Subir a gasolina e baixar a passagem

Proposta de fundo municipal será discutida no Congresso e é defendida por entidade de transporte

Por O Dia

Rio - Um aumento de 5% no preço dos combustíveis usados em automóveis poderia reduzir em até 26,35% as passagens de ônibus no país. A constatação é de estudo da Associação Nacional das Empresas de Transportes Urbanos (NTU). A entidade de classe defende a criação de um fundo municipal, que seria usado para subsidiar parte das tarifas e melhorar a qualidade do transporte. Uma comissão especial na Câmara dos Deputados analisa a proposta, que deve causar polêmica em período de crise.

Considerando que a tarifa necessária para cobrir o gasto anual do sistema, na média nacional, é de R$ 3,42, o valor reduzido ao usuário chegaria a R$ 2,46 — a NTU não calculou o impacto por estado. O estudo revela que a criação da chamada Cide (Contribuição de Intervenção no Domínio Econômico) Municipal não surtiria efeito negativo na economia. Pelo contrário, provocaria redução de 0,38% no IPCA (Índice Nacional de Preços ao Consumidor Amplo) — argumento da entidade quando o momento de crise é questionado como entrave para criar outro imposto. O IPCA é o índice oficial da inflação (aumento dos preços de bens e serviços) no Brasil.

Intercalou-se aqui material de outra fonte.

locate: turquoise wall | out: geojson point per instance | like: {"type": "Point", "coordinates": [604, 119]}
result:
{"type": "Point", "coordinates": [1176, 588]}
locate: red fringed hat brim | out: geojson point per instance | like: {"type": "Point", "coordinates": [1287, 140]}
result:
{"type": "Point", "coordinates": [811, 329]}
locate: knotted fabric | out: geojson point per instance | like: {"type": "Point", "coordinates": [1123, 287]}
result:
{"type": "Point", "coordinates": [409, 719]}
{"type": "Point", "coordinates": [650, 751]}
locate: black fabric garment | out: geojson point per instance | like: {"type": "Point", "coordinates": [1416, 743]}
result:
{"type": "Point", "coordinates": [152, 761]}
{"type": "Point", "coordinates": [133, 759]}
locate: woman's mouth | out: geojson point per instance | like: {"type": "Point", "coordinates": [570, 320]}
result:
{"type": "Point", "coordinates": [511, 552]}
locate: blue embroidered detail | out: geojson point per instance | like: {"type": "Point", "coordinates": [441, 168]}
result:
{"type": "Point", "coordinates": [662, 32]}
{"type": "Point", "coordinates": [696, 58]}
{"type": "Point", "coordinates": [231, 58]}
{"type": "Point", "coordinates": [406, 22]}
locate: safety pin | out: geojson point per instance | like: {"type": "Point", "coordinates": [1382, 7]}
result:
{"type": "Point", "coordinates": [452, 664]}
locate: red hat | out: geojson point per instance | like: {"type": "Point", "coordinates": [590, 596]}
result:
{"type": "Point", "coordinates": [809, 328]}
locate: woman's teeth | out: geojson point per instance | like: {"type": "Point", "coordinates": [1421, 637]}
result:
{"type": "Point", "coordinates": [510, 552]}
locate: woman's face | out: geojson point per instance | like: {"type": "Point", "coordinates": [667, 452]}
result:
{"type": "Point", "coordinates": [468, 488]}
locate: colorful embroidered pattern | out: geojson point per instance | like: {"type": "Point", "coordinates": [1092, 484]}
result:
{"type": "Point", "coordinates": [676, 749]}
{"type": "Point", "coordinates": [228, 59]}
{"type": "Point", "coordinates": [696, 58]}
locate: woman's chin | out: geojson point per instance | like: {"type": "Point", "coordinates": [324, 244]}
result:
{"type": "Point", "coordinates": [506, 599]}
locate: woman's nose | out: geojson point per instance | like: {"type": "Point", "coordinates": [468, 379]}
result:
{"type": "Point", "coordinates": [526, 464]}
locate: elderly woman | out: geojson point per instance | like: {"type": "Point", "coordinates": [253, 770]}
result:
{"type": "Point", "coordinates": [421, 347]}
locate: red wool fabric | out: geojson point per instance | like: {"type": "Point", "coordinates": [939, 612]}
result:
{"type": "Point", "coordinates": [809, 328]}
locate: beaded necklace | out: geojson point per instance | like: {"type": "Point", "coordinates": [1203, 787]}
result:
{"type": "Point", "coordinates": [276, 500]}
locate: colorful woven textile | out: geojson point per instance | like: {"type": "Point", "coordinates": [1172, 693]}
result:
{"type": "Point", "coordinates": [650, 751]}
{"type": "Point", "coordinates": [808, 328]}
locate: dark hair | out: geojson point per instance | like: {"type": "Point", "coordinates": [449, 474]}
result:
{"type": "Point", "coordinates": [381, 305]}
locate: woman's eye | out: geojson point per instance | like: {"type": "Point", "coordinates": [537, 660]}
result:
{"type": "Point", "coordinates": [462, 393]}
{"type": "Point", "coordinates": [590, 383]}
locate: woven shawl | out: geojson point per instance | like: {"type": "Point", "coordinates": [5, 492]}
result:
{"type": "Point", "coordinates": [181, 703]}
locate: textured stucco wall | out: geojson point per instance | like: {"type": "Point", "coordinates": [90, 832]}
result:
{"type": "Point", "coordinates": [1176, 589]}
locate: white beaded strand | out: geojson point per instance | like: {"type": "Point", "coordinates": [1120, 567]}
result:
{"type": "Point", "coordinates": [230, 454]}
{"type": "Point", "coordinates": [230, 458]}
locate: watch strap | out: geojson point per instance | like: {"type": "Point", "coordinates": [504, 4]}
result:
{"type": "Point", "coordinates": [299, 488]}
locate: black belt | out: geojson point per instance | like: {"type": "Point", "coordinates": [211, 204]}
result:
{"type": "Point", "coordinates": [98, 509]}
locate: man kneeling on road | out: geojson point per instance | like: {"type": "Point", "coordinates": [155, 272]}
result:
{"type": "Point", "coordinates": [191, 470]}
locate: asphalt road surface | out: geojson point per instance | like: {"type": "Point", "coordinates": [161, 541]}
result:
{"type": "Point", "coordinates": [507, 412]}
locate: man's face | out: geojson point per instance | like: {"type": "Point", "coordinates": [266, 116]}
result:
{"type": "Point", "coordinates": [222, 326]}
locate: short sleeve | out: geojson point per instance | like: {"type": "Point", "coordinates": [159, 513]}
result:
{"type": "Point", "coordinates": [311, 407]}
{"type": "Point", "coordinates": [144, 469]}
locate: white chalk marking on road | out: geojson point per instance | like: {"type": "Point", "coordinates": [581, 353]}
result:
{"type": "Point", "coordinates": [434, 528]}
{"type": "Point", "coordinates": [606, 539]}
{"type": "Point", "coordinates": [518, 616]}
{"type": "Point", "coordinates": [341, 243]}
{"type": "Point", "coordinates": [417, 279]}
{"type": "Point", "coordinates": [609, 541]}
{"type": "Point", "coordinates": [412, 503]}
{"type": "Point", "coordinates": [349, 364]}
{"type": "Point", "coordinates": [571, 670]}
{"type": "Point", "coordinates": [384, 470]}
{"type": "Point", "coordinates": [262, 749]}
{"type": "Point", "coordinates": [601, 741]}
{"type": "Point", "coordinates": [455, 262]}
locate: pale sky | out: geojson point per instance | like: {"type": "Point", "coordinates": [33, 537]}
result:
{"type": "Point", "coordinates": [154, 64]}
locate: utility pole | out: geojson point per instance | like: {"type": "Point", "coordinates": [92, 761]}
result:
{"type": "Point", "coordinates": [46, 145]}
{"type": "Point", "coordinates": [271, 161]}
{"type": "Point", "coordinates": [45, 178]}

Caso fosse adotada a proposta da NTU%2C isso resultaria na diminuição de cerca de até 26%2C35% no preço das passagens de todo o BrasilArquivo

Segundo os cálculos, o resultado seria possível porque a redução da tarifa dos ônibus acarretaria deflação (queda no índice de preços) de 0,7%, enquanto a alta dos combustíveis provocaria aumento de apenas 0,322% no IPCA. Ou seja, saldo positivo.
“O fundo é uma ideia que estamos copiando de países da Europa que têm transporte de qualidade. Todo o recurso gerado por esse tributo seria utilizado para custear o serviço e melhorar a qualidade”, explica Otávio Cunha, presidente executivo da NTU. Com exceção de poucos municípios, como São Paulo, que financia o sistema, os custos operacionais do setor no Brasil são arcados somente pela tarifa paga pelos passageiros.

O acréscimo de 5% nos combustíveis significaria, hoje, R$ 0,19 a mais na gasolina C, R$ 0,16 no etanol e R$ 0,12 no GNV, que têm preços médios de R$ 3,71, R$ 3,11 e R$ 2,36. O diesel, usado nos ônibus, não sofreria alteração. A comissão na Câmara foi instalada em outubro de 2015 e é presidida pelo deputado André Fufuca (PP-MA). A mudança na legislação depende de votação na Câmara e no Senado, ainda sem previsão.

Rio Ônibus é a favor da sugestão

A elevação de 5% no valor da gasolina e do etanol geraria arrecadação de R$ 21,7 milhões na cidade do Rio. Se fosse investida no transporte coletivo, possibilitaria um saldo de R$ 0,30 que poderia ser usado para evitar o reajuste anual de tarifa previsto no contrato de concessão. Se o reajuste nos combustíveis fosse de 3,2%, esse saldo seria de R$ 0,20. Os cálculos são do Rio Ônibus, associação das empresas do setor.

Um aumento de 3,2% nos combustíveis seria capaz de subsidiar gratuidades de estudantes da rede municipal e universitários. Outra forma possível de investir o valor arrecadado seria a criação de uma tarifa integrada entre meios de transporte com valor mais baixo dos que vêm sendo praticados.

A proposta divide especialistas. Engenheiro de Transportes da Uerj, Alexandre Rojas lembra que, nos movimentos pró-Impeachment, a Federação das Indústrias do Estado de São Paulo se posicionou contra o aumento de impostos para cobrir déficits do governo. A NTU vai na contramão. “Parece-me que neste cardápio existem dois patos, um não pagável ao governo e outro pagável aos empresários”, opina Rojas.

Pesquisador do Centro de Estudos em Regulação e Infraestrutura da FGV, Edmilson Varejão verifica vantagens: “A proposta é boa principalmente para as classes mais baixas que utilizam o transporte público como seu principal meio de locomoção. Ao incentivar o transporte coletivo, a medida contribui para a melhoria do congestionamento, diminuição da poluição e do número de acidentes.”